Wow, I can't believe you let him go this long without a real crate. Besides the awesome looking one posted above, I definitely agree with others that this pup definitely needs training and lots of it. This breed is highly intelligent, and even though you may be wearing him out physically, his BRAIN is obviously not being stimulated. A behaviorist once told me that if GSD's were human, they would be rocket scientists. Training, exercise, and management really is the key to this breed.


----------



## Sunstreaked (Oct 26, 2010)

The recommendations for a strong crate and positive crate training are really good and you should look into them.

Even if you've had dogs before, shepherds are so smart they really thrive on mental stimulation - and I would urge you to look into some of the threads here on that. 

I saw in your original post that you were walking Bear a lot, so it sounds like he's getting some good exercise.

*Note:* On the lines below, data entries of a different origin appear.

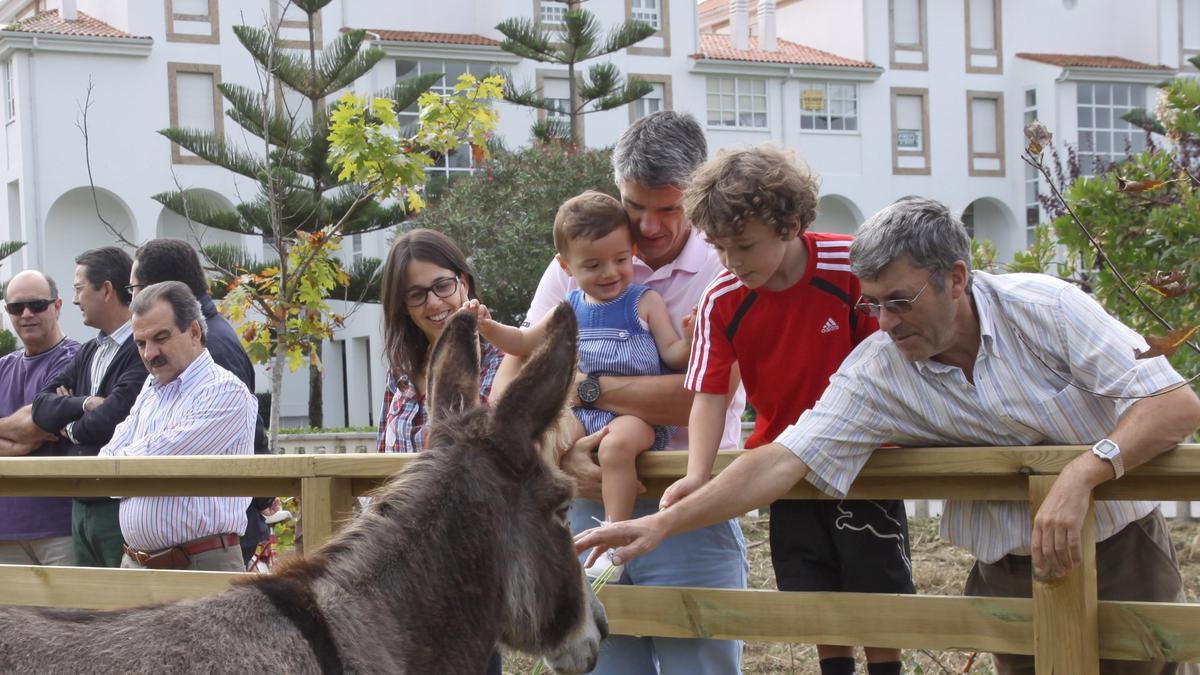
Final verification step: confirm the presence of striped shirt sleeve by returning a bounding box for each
[775,345,894,498]
[103,378,256,456]
[1056,278,1183,415]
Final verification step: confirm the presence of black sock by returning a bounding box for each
[866,661,900,675]
[821,656,854,675]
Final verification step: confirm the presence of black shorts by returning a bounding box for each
[770,500,917,593]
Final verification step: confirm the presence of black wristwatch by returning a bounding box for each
[575,372,600,407]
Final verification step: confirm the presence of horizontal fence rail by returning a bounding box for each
[0,444,1200,673]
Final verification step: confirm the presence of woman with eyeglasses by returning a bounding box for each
[379,229,504,453]
[379,229,504,675]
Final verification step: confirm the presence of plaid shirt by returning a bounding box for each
[379,342,504,453]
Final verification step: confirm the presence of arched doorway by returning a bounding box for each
[961,197,1025,262]
[810,195,863,234]
[42,186,137,341]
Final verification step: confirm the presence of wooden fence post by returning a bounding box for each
[300,477,354,551]
[1030,476,1100,675]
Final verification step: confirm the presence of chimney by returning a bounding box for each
[758,0,779,52]
[730,0,750,49]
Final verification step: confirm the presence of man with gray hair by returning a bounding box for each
[100,281,258,572]
[576,197,1200,674]
[492,110,749,675]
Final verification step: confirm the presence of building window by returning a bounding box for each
[708,77,767,129]
[167,0,221,44]
[1021,89,1042,246]
[892,86,930,175]
[629,0,662,30]
[271,0,323,50]
[626,73,672,124]
[800,82,858,131]
[1180,0,1200,70]
[888,0,929,71]
[167,62,224,165]
[1075,82,1146,175]
[967,91,1004,175]
[396,59,492,178]
[962,0,1003,73]
[538,0,568,28]
[0,60,17,123]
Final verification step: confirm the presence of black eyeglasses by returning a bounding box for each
[404,276,458,307]
[854,277,932,317]
[4,300,54,316]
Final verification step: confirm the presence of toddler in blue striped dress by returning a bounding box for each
[463,192,692,575]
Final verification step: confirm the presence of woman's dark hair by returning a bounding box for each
[382,229,479,378]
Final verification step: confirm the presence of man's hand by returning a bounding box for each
[1031,465,1092,578]
[575,513,668,568]
[659,476,708,508]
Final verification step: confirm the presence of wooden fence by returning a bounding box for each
[0,444,1200,674]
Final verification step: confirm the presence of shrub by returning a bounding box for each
[402,142,617,324]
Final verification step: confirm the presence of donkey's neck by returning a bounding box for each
[323,450,509,671]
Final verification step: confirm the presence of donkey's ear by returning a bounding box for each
[492,303,580,440]
[427,312,479,420]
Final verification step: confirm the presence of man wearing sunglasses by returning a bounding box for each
[576,197,1200,674]
[34,246,148,567]
[0,270,79,565]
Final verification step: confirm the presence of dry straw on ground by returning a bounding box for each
[504,515,1200,675]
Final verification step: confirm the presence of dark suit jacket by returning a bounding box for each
[34,338,149,455]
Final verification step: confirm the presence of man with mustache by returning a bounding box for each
[32,246,146,567]
[128,239,280,565]
[100,281,258,572]
[0,270,79,565]
[576,197,1200,675]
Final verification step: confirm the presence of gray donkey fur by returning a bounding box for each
[0,305,607,675]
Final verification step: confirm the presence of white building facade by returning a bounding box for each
[0,0,1200,426]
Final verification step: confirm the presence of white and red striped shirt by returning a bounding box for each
[100,350,258,550]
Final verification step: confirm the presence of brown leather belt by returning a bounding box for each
[125,534,241,569]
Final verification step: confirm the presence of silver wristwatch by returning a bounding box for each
[1092,438,1124,478]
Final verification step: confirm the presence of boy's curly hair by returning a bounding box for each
[554,190,629,256]
[683,145,820,239]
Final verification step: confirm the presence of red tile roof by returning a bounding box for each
[691,32,877,68]
[367,29,500,47]
[2,10,149,40]
[1016,52,1175,72]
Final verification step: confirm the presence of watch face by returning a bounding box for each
[1092,438,1121,459]
[578,377,600,405]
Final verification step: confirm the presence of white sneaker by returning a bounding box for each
[583,549,625,584]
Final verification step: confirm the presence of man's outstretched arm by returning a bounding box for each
[575,443,809,567]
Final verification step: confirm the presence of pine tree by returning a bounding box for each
[496,0,655,141]
[154,0,442,431]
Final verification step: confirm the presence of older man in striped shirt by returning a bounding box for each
[576,198,1200,674]
[100,281,258,572]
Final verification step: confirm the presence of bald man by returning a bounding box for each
[0,270,79,565]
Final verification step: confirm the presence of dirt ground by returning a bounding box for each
[504,515,1200,675]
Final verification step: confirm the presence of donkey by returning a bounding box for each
[0,305,607,675]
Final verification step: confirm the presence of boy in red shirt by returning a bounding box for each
[662,145,916,675]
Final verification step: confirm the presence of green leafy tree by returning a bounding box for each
[496,0,655,145]
[154,0,496,430]
[412,141,618,323]
[1025,58,1200,384]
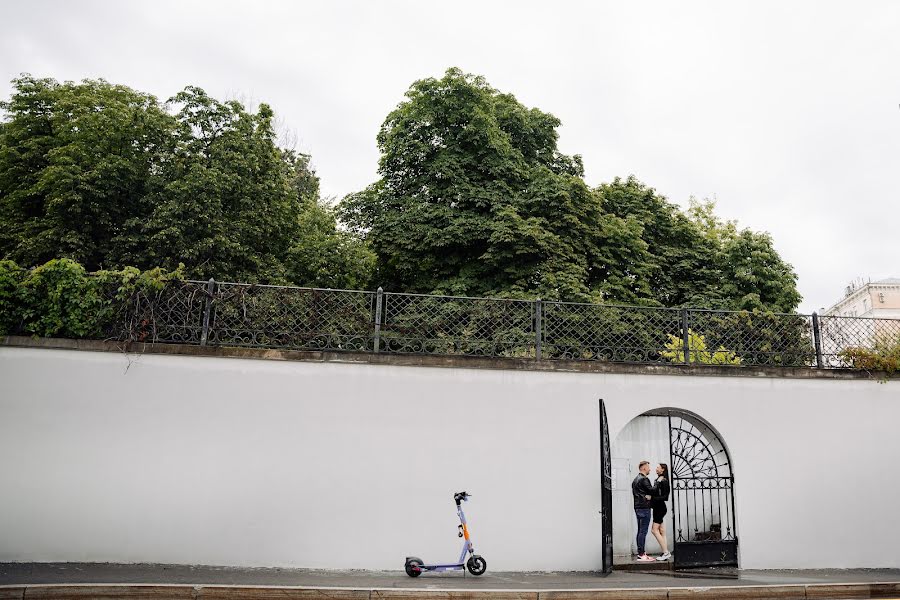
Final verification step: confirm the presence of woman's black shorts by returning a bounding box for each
[653,503,669,524]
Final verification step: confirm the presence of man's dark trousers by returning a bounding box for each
[634,508,650,556]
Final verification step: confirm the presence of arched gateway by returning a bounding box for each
[599,400,738,573]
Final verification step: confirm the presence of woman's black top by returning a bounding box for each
[650,479,669,507]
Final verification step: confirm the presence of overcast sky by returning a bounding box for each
[0,0,900,311]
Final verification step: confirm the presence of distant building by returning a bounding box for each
[820,277,900,319]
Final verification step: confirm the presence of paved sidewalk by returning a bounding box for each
[0,563,900,595]
[0,563,900,600]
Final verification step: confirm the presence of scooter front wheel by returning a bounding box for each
[405,558,424,577]
[466,554,487,577]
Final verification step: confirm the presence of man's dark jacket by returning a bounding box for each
[631,473,653,508]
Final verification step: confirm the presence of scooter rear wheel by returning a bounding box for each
[405,559,423,577]
[466,554,487,577]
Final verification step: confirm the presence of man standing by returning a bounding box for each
[631,460,653,562]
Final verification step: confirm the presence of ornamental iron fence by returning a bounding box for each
[72,279,900,369]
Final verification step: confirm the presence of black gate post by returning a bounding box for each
[600,398,613,576]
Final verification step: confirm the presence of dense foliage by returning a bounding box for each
[0,76,372,285]
[0,258,184,339]
[0,69,800,318]
[341,69,800,312]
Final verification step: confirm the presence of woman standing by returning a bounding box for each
[650,463,672,560]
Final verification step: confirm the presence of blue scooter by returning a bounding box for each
[406,492,487,577]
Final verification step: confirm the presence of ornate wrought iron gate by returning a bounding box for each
[668,411,738,569]
[600,399,613,575]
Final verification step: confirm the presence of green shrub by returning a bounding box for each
[660,329,741,365]
[839,335,900,382]
[13,258,184,338]
[0,260,25,336]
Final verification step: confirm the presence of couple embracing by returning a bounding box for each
[631,460,672,562]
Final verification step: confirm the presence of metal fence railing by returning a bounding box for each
[75,280,900,369]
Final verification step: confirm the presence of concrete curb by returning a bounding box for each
[0,582,900,600]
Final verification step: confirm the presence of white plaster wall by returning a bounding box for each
[0,347,900,570]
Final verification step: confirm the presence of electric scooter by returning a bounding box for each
[406,492,487,577]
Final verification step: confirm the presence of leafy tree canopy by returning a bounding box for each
[341,69,650,302]
[0,75,373,285]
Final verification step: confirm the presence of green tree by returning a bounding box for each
[285,200,375,290]
[341,69,650,302]
[0,75,176,269]
[597,176,719,306]
[129,87,301,282]
[688,199,802,313]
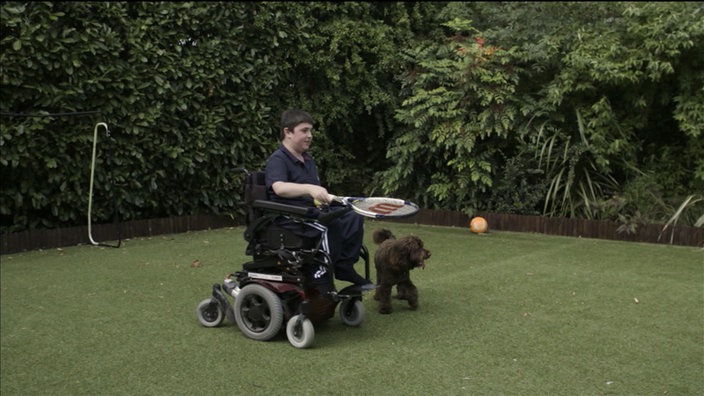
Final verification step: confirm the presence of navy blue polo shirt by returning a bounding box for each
[265,145,320,206]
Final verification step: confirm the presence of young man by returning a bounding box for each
[265,109,375,290]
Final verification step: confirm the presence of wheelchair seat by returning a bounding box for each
[244,171,330,259]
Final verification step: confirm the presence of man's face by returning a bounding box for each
[289,122,313,153]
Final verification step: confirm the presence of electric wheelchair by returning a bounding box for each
[196,169,369,348]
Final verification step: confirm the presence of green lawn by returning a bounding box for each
[0,220,704,396]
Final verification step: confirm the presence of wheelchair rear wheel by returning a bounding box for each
[234,283,284,341]
[286,315,315,348]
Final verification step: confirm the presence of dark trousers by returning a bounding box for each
[277,206,369,285]
[328,211,369,285]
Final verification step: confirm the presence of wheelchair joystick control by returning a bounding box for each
[223,278,240,297]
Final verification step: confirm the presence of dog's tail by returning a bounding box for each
[372,228,396,245]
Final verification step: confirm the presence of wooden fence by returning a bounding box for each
[0,209,704,254]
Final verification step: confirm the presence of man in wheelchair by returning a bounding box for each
[196,110,374,348]
[265,109,375,290]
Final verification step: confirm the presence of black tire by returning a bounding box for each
[286,315,315,348]
[196,298,225,327]
[340,298,364,327]
[234,283,284,341]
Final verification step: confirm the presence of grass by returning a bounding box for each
[0,220,704,396]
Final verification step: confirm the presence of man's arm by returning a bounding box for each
[271,181,330,204]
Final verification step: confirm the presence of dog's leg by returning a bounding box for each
[398,278,418,311]
[396,283,408,300]
[375,281,393,314]
[374,262,381,301]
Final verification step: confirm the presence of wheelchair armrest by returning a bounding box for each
[252,199,352,224]
[252,199,319,219]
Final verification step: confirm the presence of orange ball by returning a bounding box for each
[469,216,489,234]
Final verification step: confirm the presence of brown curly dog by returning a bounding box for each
[373,228,430,314]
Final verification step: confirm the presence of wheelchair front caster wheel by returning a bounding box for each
[340,299,364,327]
[196,298,225,327]
[286,315,315,348]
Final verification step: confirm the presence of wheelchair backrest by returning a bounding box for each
[244,171,269,224]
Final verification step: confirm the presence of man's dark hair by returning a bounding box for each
[279,109,313,140]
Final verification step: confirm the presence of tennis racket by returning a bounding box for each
[330,194,419,219]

Are there any areas where he can run around off leash and still be safe? They really zoom then!

Take a deep breath too, because it sounds like you're in the beginning of the "teen-age years" with Bear and he really needs you now to teach him to be the great dog he is inside! 

Sometimes it seems that people think that "training" must come naturally, but it doesn't! 

Read things here on the forum, even things that don't apply to Bear right now, and you'll develop the skills you need to shape him to be the adult dog you want.

I think if you ignore the posters who simply want to tell you how awful you are and pay attention to those who offer good suggestions you'll soon see results! 

Good luck!


----------



## Tbarrios333 (May 31, 2009)

Definitely *heavy duty crate* and CRATE TRAINING GAMES!  See videos above. 
Most dogs will never automatically like their crates, but they will grow to like them. It's up to you to teach them the way.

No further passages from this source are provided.